Aujourd’hui, vous passez beaucoup de temps dans les bibliothèques à vous plonger dans toutes sortes de lectures, notamment sur l’histoire et la culture de votre pays d’origine. Qu’est-ce qui selon vous fait la singularité de l’art, du design et de la mode japonais ?

C’est toute la riche histoire du Japon qui en a fait un pays aussi unique. Pendant plusieurs siècles, le Japon a été fermé au monde. Cet isolement a conduit les Japonais à créer leur propre culture, inspirée uniquement par sa population et son mode de vie. Regardez à quel point quelques années de pandémie ont changé nos vies, alors imaginez ce que ça pouvait être pour plusieurs siècles…Quand nous rencontrerons les Aliens, ils verront combien notre culture est unique. Souligner cette unicité est la clé pour rester pertinent.

 

Vous semblez avoir les yeux tournés vers l’univers. Si les aliens découvraient vos vêtements, que souhaiteriez-vous leur dire, ou leur montrer ?

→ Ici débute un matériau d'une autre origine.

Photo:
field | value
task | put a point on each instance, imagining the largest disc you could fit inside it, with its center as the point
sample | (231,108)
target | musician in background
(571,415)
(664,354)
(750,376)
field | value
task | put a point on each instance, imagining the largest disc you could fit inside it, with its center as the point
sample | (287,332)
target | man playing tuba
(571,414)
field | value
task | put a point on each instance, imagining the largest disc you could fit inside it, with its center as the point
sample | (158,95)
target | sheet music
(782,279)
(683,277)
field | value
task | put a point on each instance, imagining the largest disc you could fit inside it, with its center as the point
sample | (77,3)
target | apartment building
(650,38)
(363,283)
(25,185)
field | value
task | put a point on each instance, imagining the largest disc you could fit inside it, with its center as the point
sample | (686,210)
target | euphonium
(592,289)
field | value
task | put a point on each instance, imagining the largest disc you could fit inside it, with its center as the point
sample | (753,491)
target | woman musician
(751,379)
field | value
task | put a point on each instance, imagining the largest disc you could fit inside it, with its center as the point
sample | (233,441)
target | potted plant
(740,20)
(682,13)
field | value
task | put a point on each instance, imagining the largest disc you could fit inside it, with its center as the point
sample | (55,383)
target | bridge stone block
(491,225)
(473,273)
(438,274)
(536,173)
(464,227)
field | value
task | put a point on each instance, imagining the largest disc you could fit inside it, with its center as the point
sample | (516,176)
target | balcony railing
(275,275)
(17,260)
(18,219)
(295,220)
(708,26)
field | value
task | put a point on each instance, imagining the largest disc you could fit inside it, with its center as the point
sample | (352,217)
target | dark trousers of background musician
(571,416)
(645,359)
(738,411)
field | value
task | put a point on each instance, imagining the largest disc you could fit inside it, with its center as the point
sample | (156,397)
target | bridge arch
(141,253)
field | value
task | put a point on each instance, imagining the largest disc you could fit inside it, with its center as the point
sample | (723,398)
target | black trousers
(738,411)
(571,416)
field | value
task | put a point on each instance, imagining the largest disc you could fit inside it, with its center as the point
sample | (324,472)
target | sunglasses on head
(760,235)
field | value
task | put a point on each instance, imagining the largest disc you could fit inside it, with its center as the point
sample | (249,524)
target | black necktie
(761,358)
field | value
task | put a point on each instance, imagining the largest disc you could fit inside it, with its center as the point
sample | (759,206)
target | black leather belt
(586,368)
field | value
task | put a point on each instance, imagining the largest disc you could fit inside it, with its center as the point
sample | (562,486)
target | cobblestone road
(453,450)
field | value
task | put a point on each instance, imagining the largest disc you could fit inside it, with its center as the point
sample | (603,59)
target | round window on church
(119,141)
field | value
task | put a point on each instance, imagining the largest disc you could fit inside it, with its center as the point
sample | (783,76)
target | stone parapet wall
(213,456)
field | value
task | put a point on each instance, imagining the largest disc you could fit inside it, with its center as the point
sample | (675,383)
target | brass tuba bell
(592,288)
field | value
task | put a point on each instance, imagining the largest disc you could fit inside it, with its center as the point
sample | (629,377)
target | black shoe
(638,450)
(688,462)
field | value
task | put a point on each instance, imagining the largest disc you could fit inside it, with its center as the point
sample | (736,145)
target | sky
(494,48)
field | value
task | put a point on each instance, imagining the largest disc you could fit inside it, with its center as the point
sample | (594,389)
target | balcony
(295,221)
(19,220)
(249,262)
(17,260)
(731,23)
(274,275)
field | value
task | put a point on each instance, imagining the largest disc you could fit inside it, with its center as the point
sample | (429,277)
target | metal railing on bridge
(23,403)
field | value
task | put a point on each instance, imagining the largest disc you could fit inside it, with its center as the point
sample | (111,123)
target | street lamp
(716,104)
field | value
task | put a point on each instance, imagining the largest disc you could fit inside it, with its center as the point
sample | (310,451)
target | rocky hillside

Partons de l’idée que leurs technologies sont plus avancées, puisqu’ils pourraient atterrir sur notre planète. Alors je leur parlerais des finitions à la main. Je serais fier de leur montrer tout ce que l’on peut faire avec nos dix doigts et les si beaux résultats que cela peut donner. Les produits faits main ne sont certes pas parfaits comme ceux de la production de masse, mais ils dégagent une certaine chaleur qui m’est très chère et ne peut pas être remplacée par la fabrication industrielle. Bien que j’adore les nouvelles technologies, je reste très attaché à nos techniques plus classiques.

 

 

“Je fais partie des imbéciles qui se sont lancés dans quelque chose de nouveau pendant la pire période de notre époque.”

 

 

Au cœur de l’ADN de Setchu, il y a une rencontre entre les cultures orientales et occidentales, reflet de votre propre trajectoire…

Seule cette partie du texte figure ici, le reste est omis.